Commodities struggled after fears of weaker demand pushed them to multi-year lows overnight. Adding to the gloom, commodity trader Glencore's Hong Kong-listed shares were around 28-percent lower on Tuesday, after its London-listed stock plunged on debt worries a day earlier.

MSCI's broadest index of Asia-Pacific shares outside Japan slumped 2.2 percent, touching its lowest levels since June 2012 and extending early declines after Chinese shares opened lower.

China's blue-chip CSI300 index and the Shanghai Composite Index were both down 1.8 percent.

Japan's Nikkei stock index tumbled 2.8 percent to 8-month lows.

“There is a lot of red in Asian equity markets at the moment,” said Martin King, co-managing director at Tyton Capital Advisors.

“Disappointing industrial profits in China continue to bolster concerns about growth and many investors are taking profits from the Nikkei and sitting in cash and alternatives, or repatriating capital to western markets in a perceived flight to quality.”

Chinese industrial companies' profits fell at their fastest rate in four years, official data showed on Monday, sparking fresh fears about the strength of that country's economy ahead the final reading of China's Caixin Purchasing Managers' Index on Thursday.

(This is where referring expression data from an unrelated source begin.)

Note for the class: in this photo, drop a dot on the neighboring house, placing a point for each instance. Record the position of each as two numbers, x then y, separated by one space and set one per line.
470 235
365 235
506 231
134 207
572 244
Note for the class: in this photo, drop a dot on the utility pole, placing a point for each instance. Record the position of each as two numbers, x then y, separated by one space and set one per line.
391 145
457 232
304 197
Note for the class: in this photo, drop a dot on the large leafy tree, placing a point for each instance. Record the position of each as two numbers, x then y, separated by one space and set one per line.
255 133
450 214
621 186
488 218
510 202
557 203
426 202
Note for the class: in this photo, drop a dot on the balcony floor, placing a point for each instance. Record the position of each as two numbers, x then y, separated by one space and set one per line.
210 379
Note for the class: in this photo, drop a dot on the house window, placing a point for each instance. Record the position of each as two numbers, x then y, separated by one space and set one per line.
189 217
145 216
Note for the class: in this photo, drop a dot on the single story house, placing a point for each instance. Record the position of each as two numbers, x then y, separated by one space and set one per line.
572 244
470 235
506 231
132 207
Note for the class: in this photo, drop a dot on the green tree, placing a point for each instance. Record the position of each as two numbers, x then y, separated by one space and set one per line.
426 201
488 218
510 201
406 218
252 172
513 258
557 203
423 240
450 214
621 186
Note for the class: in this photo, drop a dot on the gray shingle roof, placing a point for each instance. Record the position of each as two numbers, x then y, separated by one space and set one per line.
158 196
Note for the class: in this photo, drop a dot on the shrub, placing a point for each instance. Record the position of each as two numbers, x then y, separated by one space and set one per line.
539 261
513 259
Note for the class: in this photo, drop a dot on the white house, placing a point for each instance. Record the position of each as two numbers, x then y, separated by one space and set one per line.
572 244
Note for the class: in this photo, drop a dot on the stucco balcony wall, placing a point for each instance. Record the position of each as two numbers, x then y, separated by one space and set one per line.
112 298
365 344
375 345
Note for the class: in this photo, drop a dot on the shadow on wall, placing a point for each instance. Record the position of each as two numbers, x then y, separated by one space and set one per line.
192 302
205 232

On Wall Street on Monday, major indexes all closed sharply down. The S&P 500 index hit a one-month low on bullish US consumer spending data in August as it raised concerns the Federal Reserve could hike rates at a time of slackening global growth.

The Fed held off from raising interest rates at its meeting earlier this month, citing worries about the global economy, particularly China.

But New York Fed President William Dudley said the central bank remains on track for a likely rate hike this year and could move as soon as next month.

John Williams, head of the San Francisco Fed, also signalled support for an interest rate hike this year, though Chicago Fed chief Charles Evans sounded a far more dovish tone.

“Markets have heard such talk before and with equities under pressure, it was hard to take rate hike talk seriously,” Sean Callow, senior currency strategist at Westpac in Sydney, said in a note to clients on Tuesday.

US non-farm payrolls on Friday could add more clarity to the timing of a US policy move, and prop up the sagging greenback.

For now, lower U.S. Treasury yields continued to pressure the dollar, as investors sought the safety of fixed-income assets.

The yield on the benchmark US 10-year note stood at 2.084 percent, below its US close of 2.095 percent on Monday.

The dollar was down about 0.2 percent against its Japanese counterpart at 119.70 yen, well below Friday's high of 121.24. The euro slipped about 0.1 percent to 134.68 yen .

The euro edged up about 0.1 percent to $1.1252, pulling further away from a low of $1.1116 touched on Friday. On Wednesday, a flash estimate of annual euro zone inflation is expected to show a zero reading in September, according to a Reuters poll.

The dollar index slipped about 0.1 percent to 95.905, extending the previous session's 0.4 percent drop.

Crude oil futures steadied after plunging nearly 3 percent overnight as the downbeat Chinese data fuelled fears about global demand.

US crude was up about 0.1 percent at $44.46 a barrel, while Brent was flat at $47.34.